H: The FSM times out in waitForPeer
state, moves to finished
state where it calls the reactor to switch to consensus.
S: A node fast syncs blocks from honest peers and eventually downloads and executes the penultimate block.
H: The FSM in waitForBlock
state will receive the processedBlockEv from the reactor and detect that the termination height is achieved.
S: In this scenario a faulty peer claims a big height (for which there are no blocks).
H: The requests for the non-existing block will timeout, the peer removed and the pool's MaxPeerHeight
updated. FSM checks if the termination height is achieved when peers are removed.
S: The fast sync node is caught up with all peers except one tall peer.
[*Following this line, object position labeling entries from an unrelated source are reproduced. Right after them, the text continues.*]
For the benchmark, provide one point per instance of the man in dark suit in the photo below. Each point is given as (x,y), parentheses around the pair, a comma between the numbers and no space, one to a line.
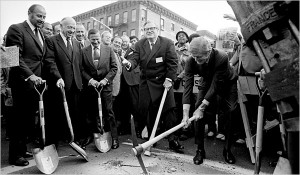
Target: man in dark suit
(28,37)
(218,79)
(157,59)
(100,68)
(130,81)
(64,62)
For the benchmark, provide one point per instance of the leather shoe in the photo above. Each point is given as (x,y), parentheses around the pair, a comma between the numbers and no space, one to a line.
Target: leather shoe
(21,161)
(200,155)
(138,135)
(228,156)
(115,144)
(174,145)
(86,142)
(27,154)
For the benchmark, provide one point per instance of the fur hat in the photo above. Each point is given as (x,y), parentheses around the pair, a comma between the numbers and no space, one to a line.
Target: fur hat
(199,46)
(183,33)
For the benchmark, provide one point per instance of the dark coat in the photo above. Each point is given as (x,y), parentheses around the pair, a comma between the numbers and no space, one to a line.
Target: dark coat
(131,77)
(217,74)
(31,55)
(61,64)
(156,65)
(107,66)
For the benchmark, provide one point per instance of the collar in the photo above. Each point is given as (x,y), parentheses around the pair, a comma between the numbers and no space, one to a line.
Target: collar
(32,27)
(153,42)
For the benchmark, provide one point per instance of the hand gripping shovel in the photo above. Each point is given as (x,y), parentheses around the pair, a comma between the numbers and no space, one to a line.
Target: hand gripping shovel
(137,150)
(75,147)
(147,151)
(103,140)
(46,158)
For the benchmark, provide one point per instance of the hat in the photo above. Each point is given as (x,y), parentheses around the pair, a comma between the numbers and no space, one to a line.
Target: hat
(183,33)
(199,46)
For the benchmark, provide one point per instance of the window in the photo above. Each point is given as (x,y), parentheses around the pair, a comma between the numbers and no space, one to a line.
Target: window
(162,24)
(125,16)
(132,32)
(95,24)
(133,15)
(143,15)
(109,21)
(172,27)
(117,19)
(102,21)
(88,26)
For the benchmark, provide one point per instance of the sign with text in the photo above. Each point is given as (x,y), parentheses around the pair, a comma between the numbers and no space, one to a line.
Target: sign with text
(197,81)
(225,40)
(9,57)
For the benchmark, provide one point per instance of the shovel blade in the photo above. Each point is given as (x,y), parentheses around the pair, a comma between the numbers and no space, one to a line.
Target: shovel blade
(79,150)
(103,141)
(46,159)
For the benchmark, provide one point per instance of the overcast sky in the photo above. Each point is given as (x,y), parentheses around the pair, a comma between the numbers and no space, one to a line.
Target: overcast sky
(206,14)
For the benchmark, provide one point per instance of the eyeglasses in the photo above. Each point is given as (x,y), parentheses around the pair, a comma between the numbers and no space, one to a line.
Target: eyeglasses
(203,57)
(150,28)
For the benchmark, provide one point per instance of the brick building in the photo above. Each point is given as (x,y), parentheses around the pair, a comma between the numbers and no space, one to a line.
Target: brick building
(128,17)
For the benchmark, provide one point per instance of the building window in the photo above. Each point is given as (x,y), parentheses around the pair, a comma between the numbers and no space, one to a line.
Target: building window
(88,26)
(133,15)
(102,21)
(117,19)
(162,24)
(132,32)
(143,15)
(109,21)
(95,24)
(125,17)
(172,27)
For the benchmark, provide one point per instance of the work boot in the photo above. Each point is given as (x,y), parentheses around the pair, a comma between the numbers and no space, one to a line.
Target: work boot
(200,155)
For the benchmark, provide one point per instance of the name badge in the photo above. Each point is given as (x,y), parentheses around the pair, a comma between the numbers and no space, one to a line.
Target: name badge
(159,60)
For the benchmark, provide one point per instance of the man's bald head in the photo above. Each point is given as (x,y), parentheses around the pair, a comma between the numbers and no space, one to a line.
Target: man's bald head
(68,25)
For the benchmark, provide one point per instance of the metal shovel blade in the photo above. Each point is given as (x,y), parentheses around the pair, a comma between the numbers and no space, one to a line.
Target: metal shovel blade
(103,141)
(79,150)
(46,159)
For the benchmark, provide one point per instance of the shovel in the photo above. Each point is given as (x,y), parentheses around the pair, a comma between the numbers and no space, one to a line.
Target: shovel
(103,140)
(46,158)
(74,146)
(147,151)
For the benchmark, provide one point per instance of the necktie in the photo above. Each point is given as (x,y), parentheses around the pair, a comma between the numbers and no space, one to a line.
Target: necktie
(81,45)
(36,33)
(151,45)
(69,47)
(96,56)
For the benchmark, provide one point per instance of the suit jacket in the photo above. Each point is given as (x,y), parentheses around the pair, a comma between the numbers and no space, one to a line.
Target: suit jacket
(131,77)
(156,65)
(217,73)
(61,64)
(107,66)
(31,54)
(117,79)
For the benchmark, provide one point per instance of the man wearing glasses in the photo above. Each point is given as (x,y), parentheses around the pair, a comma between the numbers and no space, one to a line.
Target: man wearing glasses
(219,79)
(157,59)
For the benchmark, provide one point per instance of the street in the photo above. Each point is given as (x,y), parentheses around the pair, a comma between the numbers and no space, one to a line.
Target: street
(121,161)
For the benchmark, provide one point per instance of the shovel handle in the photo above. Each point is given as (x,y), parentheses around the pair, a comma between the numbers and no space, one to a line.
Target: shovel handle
(42,91)
(158,116)
(67,113)
(100,106)
(41,110)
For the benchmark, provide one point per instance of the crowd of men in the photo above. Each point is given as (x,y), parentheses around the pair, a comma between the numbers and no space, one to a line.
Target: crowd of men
(132,75)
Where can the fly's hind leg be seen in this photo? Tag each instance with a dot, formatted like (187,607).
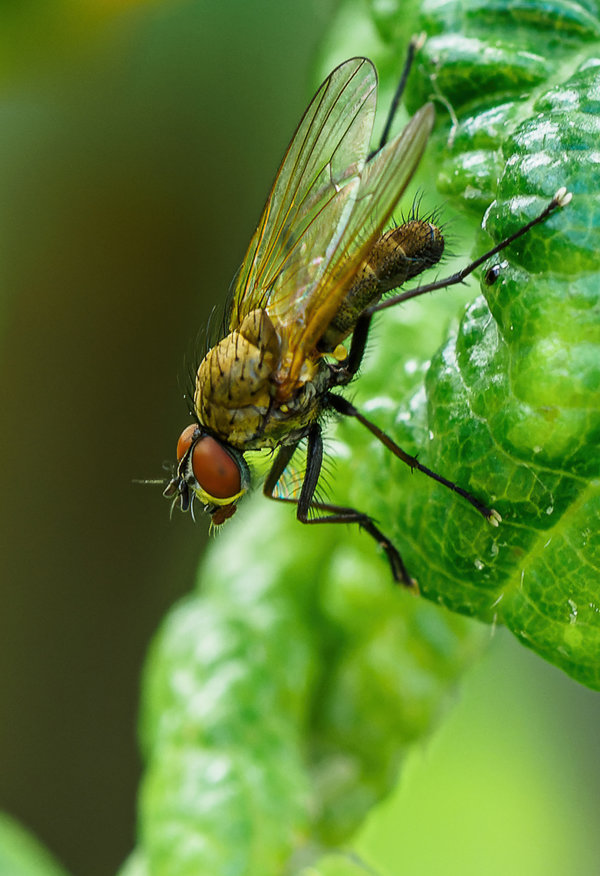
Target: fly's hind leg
(325,513)
(414,45)
(342,406)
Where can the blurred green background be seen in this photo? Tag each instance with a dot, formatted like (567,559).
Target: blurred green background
(138,142)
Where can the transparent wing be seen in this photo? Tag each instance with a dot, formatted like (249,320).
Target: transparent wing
(319,174)
(355,219)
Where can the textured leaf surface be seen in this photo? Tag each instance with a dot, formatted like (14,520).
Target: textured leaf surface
(512,403)
(280,699)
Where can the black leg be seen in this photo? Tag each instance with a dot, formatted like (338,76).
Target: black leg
(560,199)
(413,47)
(329,513)
(342,406)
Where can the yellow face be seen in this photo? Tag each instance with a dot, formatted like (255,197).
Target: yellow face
(265,382)
(210,471)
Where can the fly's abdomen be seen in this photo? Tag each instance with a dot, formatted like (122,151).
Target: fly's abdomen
(398,255)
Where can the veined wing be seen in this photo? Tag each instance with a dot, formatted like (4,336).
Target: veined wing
(319,173)
(368,203)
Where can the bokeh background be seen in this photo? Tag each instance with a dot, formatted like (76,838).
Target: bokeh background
(138,142)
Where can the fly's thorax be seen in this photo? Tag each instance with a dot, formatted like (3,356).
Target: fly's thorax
(233,383)
(397,256)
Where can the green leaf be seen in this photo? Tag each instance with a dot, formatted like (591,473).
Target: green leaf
(281,699)
(511,408)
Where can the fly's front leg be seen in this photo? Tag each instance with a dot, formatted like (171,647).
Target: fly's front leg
(342,406)
(329,513)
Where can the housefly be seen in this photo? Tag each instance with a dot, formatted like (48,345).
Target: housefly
(315,273)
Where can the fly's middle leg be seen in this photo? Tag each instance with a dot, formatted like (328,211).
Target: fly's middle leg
(325,513)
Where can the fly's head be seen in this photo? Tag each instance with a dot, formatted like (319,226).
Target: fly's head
(208,470)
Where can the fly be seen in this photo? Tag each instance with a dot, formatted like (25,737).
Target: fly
(316,271)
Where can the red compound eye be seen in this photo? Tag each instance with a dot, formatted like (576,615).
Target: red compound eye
(214,469)
(186,439)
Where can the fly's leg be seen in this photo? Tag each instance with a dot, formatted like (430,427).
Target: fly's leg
(414,45)
(361,330)
(329,513)
(342,406)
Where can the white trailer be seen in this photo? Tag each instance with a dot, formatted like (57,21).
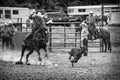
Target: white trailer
(15,14)
(113,11)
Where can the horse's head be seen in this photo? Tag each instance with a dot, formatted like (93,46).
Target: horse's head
(43,35)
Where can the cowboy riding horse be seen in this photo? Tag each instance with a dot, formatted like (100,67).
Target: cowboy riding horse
(35,40)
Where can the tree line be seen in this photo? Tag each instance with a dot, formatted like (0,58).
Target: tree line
(53,4)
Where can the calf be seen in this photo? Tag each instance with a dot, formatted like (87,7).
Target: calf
(76,53)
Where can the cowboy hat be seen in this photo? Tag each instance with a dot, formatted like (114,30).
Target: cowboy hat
(83,24)
(5,23)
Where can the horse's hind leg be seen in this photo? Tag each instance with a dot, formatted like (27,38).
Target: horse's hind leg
(30,52)
(23,51)
(46,54)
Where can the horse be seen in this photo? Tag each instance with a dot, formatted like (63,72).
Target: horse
(40,42)
(101,18)
(102,33)
(98,33)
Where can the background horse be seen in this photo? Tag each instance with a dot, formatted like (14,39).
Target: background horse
(100,33)
(104,34)
(40,42)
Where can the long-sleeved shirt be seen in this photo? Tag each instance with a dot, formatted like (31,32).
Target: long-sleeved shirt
(84,33)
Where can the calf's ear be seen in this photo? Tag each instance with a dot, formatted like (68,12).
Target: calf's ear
(68,52)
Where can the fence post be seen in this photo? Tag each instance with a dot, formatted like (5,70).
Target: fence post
(75,36)
(64,35)
(102,11)
(80,37)
(50,38)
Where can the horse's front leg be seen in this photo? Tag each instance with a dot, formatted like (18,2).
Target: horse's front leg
(30,52)
(46,54)
(39,58)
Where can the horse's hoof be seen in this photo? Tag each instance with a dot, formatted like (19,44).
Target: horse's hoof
(46,55)
(28,63)
(19,62)
(40,59)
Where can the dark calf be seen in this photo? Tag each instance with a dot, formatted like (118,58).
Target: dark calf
(76,53)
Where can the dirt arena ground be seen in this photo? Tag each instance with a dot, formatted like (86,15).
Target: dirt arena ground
(96,66)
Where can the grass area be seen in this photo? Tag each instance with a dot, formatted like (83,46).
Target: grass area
(96,66)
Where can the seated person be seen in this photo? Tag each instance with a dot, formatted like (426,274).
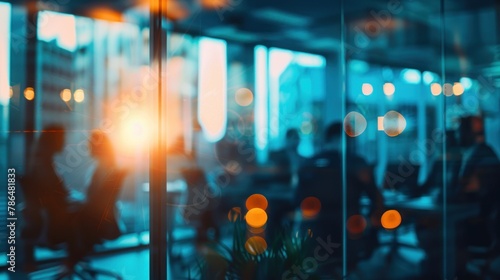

The tall peer is removed or it sends status response with low height.
H: FSM checks termination condition on peer removal and updates.
S: A peer can block the progress of fast sync by delaying indefinitely the block response for the current processing height (h1).
H: Currently, given h1 < h2, there is no enforcement at peer level that the response for h1 should be received before h2. So a peer will timeout only after delivering all blocks except h1. However the waitForBlock
state timer fires if the block for current processing height is not received within a timeout. The peer is removed and the requests to that peer (including the one for current height) redone.